International partnership to shed new light on ancient bacteria

By Jon Atherton | Wednesday, April 30, 2025
Yale's Michael Murrell

Michael Murrell has partnered with scholars in the UK and South Africa to uncover the driving force in filamentous cyanobacteria

Congratulations to Michael Murrell, associate professor of Biomedical Engineering and Physics, who has received support from the Human Frontier Science Program (HFSP) for an intercontinental project spanning the US, UK and South Africa.

The three-year project aims to uncover the driving force in plant-like growth in filamentous cyanobacteria, which possess the remarkable ability to grow like plants. The ancient photosynthetic organisms played a pivotal role in Earth’s early evolution by releasing oxygen into the atmosphere - and continue to be important in modern ecosystems.

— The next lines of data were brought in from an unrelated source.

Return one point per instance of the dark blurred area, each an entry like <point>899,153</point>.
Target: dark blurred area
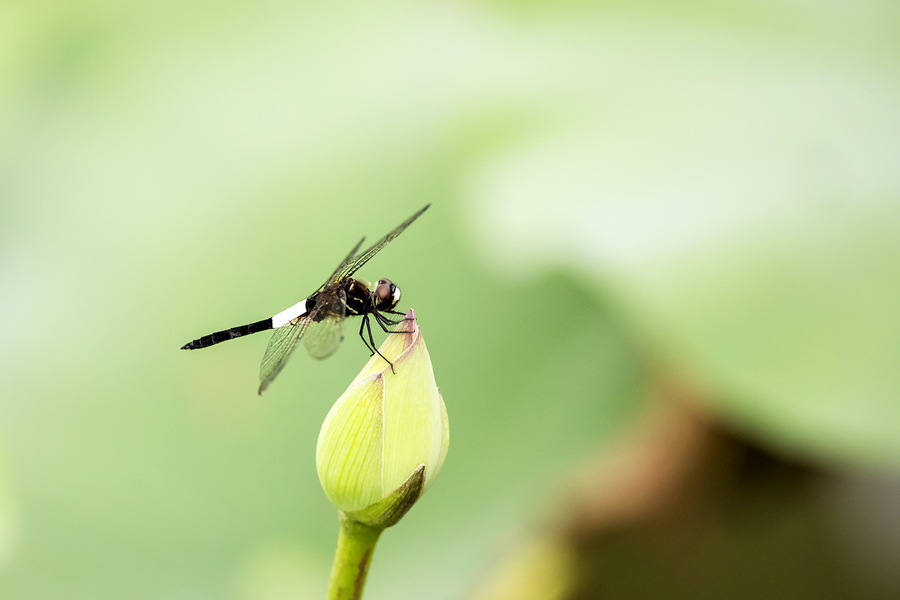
<point>659,282</point>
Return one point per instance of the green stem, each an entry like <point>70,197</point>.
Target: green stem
<point>356,543</point>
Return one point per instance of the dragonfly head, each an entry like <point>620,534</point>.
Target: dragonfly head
<point>387,295</point>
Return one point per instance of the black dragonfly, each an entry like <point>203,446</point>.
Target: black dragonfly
<point>319,320</point>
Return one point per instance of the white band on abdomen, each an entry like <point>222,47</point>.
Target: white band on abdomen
<point>288,315</point>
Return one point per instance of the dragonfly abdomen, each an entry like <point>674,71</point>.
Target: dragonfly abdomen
<point>228,334</point>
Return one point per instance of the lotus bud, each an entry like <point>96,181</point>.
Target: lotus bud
<point>385,439</point>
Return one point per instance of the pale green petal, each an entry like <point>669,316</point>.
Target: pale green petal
<point>349,452</point>
<point>388,424</point>
<point>413,430</point>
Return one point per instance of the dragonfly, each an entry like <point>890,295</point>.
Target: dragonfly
<point>319,319</point>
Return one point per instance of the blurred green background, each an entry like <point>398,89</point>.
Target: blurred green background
<point>623,193</point>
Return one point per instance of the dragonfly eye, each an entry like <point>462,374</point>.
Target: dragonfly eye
<point>386,295</point>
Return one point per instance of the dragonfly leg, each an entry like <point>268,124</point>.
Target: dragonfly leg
<point>366,324</point>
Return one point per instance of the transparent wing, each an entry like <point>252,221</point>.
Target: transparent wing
<point>322,339</point>
<point>279,350</point>
<point>337,272</point>
<point>349,267</point>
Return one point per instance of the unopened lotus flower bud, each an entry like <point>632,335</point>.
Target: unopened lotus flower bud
<point>385,439</point>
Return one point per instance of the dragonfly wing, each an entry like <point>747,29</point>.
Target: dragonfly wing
<point>341,267</point>
<point>349,267</point>
<point>322,339</point>
<point>279,350</point>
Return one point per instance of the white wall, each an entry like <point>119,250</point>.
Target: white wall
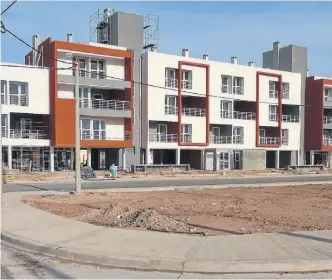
<point>154,67</point>
<point>38,88</point>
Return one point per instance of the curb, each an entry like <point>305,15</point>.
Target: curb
<point>169,265</point>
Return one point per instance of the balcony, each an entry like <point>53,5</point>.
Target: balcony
<point>327,141</point>
<point>237,115</point>
<point>285,118</point>
<point>269,140</point>
<point>103,107</point>
<point>226,139</point>
<point>163,138</point>
<point>87,134</point>
<point>28,134</point>
<point>173,83</point>
<point>190,112</point>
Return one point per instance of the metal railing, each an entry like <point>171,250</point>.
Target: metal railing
<point>20,100</point>
<point>186,138</point>
<point>194,112</point>
<point>284,141</point>
<point>327,120</point>
<point>327,141</point>
<point>163,138</point>
<point>87,134</point>
<point>290,118</point>
<point>237,115</point>
<point>173,83</point>
<point>28,134</point>
<point>105,104</point>
<point>269,140</point>
<point>171,110</point>
<point>220,139</point>
<point>4,132</point>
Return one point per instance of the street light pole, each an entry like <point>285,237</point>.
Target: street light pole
<point>77,130</point>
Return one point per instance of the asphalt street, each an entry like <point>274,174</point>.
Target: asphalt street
<point>119,183</point>
<point>19,264</point>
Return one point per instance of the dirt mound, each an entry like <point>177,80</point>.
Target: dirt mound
<point>124,217</point>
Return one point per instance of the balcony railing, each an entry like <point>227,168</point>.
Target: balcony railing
<point>284,141</point>
<point>237,115</point>
<point>327,120</point>
<point>28,134</point>
<point>285,118</point>
<point>173,83</point>
<point>226,139</point>
<point>290,118</point>
<point>105,104</point>
<point>269,140</point>
<point>87,134</point>
<point>194,112</point>
<point>186,138</point>
<point>327,141</point>
<point>163,138</point>
<point>20,100</point>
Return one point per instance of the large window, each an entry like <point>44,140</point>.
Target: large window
<point>97,69</point>
<point>18,94</point>
<point>3,92</point>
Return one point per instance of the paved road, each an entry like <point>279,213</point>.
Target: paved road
<point>17,264</point>
<point>66,186</point>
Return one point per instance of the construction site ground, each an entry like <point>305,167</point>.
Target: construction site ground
<point>15,176</point>
<point>205,211</point>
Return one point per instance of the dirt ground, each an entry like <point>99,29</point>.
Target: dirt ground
<point>200,211</point>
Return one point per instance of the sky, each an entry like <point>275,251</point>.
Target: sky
<point>219,29</point>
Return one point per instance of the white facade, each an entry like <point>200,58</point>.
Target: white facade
<point>232,83</point>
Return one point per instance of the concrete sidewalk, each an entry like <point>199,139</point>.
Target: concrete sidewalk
<point>34,229</point>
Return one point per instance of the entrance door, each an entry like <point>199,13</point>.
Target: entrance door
<point>237,160</point>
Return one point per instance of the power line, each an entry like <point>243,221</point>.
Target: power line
<point>8,7</point>
<point>25,43</point>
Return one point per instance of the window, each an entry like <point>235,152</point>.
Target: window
<point>237,85</point>
<point>225,84</point>
<point>171,77</point>
<point>18,93</point>
<point>273,89</point>
<point>273,116</point>
<point>170,105</point>
<point>285,90</point>
<point>186,79</point>
<point>238,134</point>
<point>97,69</point>
<point>186,130</point>
<point>284,136</point>
<point>3,92</point>
<point>226,109</point>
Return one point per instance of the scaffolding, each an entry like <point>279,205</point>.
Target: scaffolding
<point>100,26</point>
<point>151,32</point>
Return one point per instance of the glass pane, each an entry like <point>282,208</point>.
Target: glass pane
<point>85,123</point>
<point>93,64</point>
<point>13,88</point>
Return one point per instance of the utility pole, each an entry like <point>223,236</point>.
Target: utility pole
<point>77,131</point>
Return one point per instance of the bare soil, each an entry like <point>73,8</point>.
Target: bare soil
<point>200,211</point>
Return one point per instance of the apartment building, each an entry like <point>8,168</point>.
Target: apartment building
<point>25,116</point>
<point>318,120</point>
<point>216,115</point>
<point>106,101</point>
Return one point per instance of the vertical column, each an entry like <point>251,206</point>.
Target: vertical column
<point>52,159</point>
<point>277,160</point>
<point>10,164</point>
<point>124,159</point>
<point>71,158</point>
<point>88,154</point>
<point>178,158</point>
<point>312,157</point>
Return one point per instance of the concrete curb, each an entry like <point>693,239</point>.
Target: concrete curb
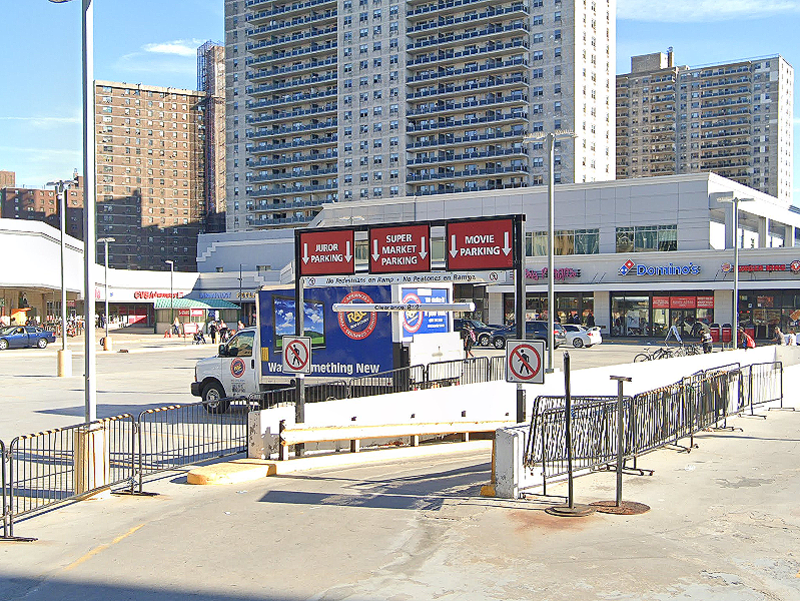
<point>245,470</point>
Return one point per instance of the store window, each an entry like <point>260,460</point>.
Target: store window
<point>643,238</point>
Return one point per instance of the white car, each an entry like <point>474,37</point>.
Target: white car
<point>578,336</point>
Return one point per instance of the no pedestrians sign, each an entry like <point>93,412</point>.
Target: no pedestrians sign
<point>525,361</point>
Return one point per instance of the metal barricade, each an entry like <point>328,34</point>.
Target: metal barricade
<point>179,435</point>
<point>59,465</point>
<point>397,380</point>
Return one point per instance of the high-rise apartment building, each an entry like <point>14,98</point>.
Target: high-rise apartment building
<point>8,179</point>
<point>211,80</point>
<point>333,100</point>
<point>44,205</point>
<point>734,119</point>
<point>150,174</point>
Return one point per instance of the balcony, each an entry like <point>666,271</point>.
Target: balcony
<point>456,106</point>
<point>452,123</point>
<point>273,87</point>
<point>269,177</point>
<point>330,108</point>
<point>268,73</point>
<point>290,99</point>
<point>330,155</point>
<point>264,133</point>
<point>447,23</point>
<point>444,140</point>
<point>265,148</point>
<point>282,56</point>
<point>283,190</point>
<point>289,39</point>
<point>493,83</point>
<point>272,12</point>
<point>454,39</point>
<point>451,73</point>
<point>421,177</point>
<point>449,157</point>
<point>260,33</point>
<point>452,55</point>
<point>444,7</point>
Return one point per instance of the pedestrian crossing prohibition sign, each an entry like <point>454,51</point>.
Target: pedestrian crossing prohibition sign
<point>296,354</point>
<point>525,361</point>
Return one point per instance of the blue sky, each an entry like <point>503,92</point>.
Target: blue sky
<point>154,41</point>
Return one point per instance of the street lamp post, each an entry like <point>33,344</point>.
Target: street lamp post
<point>241,313</point>
<point>64,355</point>
<point>735,200</point>
<point>550,140</point>
<point>90,356</point>
<point>171,296</point>
<point>105,241</point>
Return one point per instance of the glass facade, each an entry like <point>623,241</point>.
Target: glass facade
<point>569,307</point>
<point>642,314</point>
<point>764,309</point>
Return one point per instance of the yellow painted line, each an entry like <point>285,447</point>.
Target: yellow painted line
<point>97,550</point>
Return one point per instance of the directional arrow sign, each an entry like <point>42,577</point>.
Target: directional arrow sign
<point>482,244</point>
<point>399,249</point>
<point>327,253</point>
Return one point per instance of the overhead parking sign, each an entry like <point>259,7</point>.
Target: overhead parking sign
<point>296,354</point>
<point>525,361</point>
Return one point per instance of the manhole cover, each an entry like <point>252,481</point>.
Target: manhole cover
<point>625,508</point>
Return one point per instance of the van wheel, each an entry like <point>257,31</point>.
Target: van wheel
<point>213,396</point>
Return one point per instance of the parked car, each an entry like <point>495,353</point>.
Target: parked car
<point>483,332</point>
<point>578,336</point>
<point>534,330</point>
<point>24,336</point>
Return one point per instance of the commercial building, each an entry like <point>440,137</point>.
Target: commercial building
<point>734,119</point>
<point>334,100</point>
<point>211,80</point>
<point>639,255</point>
<point>150,174</point>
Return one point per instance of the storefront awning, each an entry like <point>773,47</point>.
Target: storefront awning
<point>191,303</point>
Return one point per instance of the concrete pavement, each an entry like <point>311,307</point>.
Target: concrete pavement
<point>724,526</point>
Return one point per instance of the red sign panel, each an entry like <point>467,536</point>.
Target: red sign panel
<point>705,302</point>
<point>484,244</point>
<point>404,248</point>
<point>660,302</point>
<point>682,302</point>
<point>327,253</point>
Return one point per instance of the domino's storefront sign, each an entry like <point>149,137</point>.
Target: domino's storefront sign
<point>641,269</point>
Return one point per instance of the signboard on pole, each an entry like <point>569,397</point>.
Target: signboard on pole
<point>525,361</point>
<point>480,244</point>
<point>296,354</point>
<point>399,249</point>
<point>327,252</point>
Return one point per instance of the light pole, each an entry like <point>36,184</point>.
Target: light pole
<point>241,313</point>
<point>90,356</point>
<point>735,200</point>
<point>64,356</point>
<point>550,139</point>
<point>105,241</point>
<point>171,296</point>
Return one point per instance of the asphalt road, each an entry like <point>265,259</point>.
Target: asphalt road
<point>154,373</point>
<point>723,526</point>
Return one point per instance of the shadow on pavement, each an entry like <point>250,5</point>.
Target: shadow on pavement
<point>423,492</point>
<point>17,588</point>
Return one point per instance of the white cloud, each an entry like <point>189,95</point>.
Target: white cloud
<point>44,121</point>
<point>692,11</point>
<point>176,47</point>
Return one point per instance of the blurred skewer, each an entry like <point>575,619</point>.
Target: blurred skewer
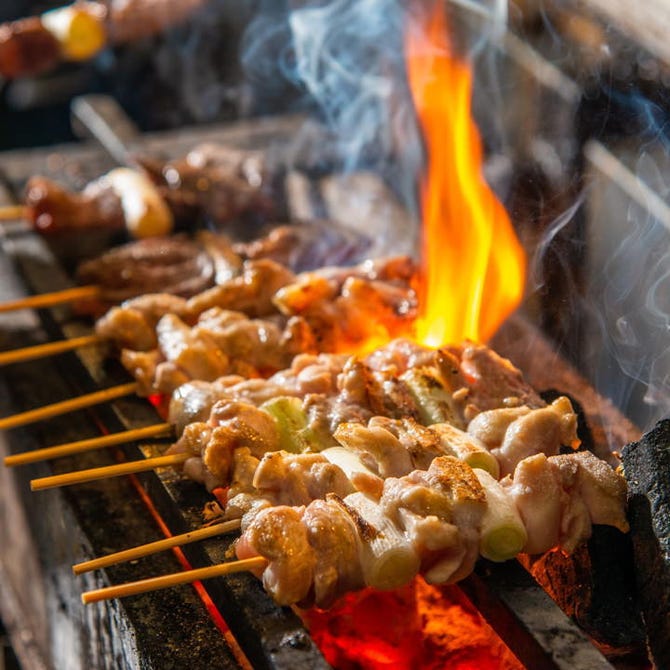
<point>93,474</point>
<point>91,444</point>
<point>56,409</point>
<point>48,349</point>
<point>154,547</point>
<point>51,299</point>
<point>167,581</point>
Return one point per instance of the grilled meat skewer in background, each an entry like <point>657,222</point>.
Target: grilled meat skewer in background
<point>211,184</point>
<point>79,31</point>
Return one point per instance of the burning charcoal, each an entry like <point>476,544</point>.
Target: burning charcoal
<point>646,466</point>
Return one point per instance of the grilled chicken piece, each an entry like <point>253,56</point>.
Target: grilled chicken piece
<point>308,374</point>
<point>338,313</point>
<point>52,208</point>
<point>490,427</point>
<point>399,355</point>
<point>243,497</point>
<point>250,292</point>
<point>279,535</point>
<point>440,509</point>
<point>221,343</point>
<point>297,479</point>
<point>132,325</point>
<point>542,430</point>
<point>332,535</point>
<point>602,489</point>
<point>27,48</point>
<point>172,265</point>
<point>377,448</point>
<point>560,497</point>
<point>481,380</point>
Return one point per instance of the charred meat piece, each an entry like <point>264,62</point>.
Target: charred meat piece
<point>53,209</point>
<point>172,265</point>
<point>27,48</point>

Murrell’s interdisciplinary team will use tools from soft matter physics and synthetic biology to understand how cyanobacteria became terrestrial – how they assemble from individual cells into multicellular filaments, how they penetrate the soil, and how they grow towards the light.  In particular, the group will focus on their mechanical properties, and how they move collectively within the filaments. 

The Murrell Lab, which is based at the Yale Systems Biology Institute, will partner with David Lea-Smith (principal investigator), University of East Anglia, England, and Albena Lederer, Stellenbosch University, South Africa. 

The Human Frontier Science Program promotes international collaboration in basic research focused on the elucidation of the sophisticated and complex mechanisms of living organisms. Research Grants support innovative basic research into fundamental biological problems with emphasis placed on novel and interdisciplinary approaches that involve scientific exchanges across national and disciplinary boundaries.

The Yale Systems Biology Institute focuses on complex interactions in biological systems and characterizes the organizational principles that unite living systems. From its home on Yale’s West Campus, the Institute provides a generative focus for the research interests of faculty in the physical and biological sciences, and for topics ranging from molecules to whole organisms.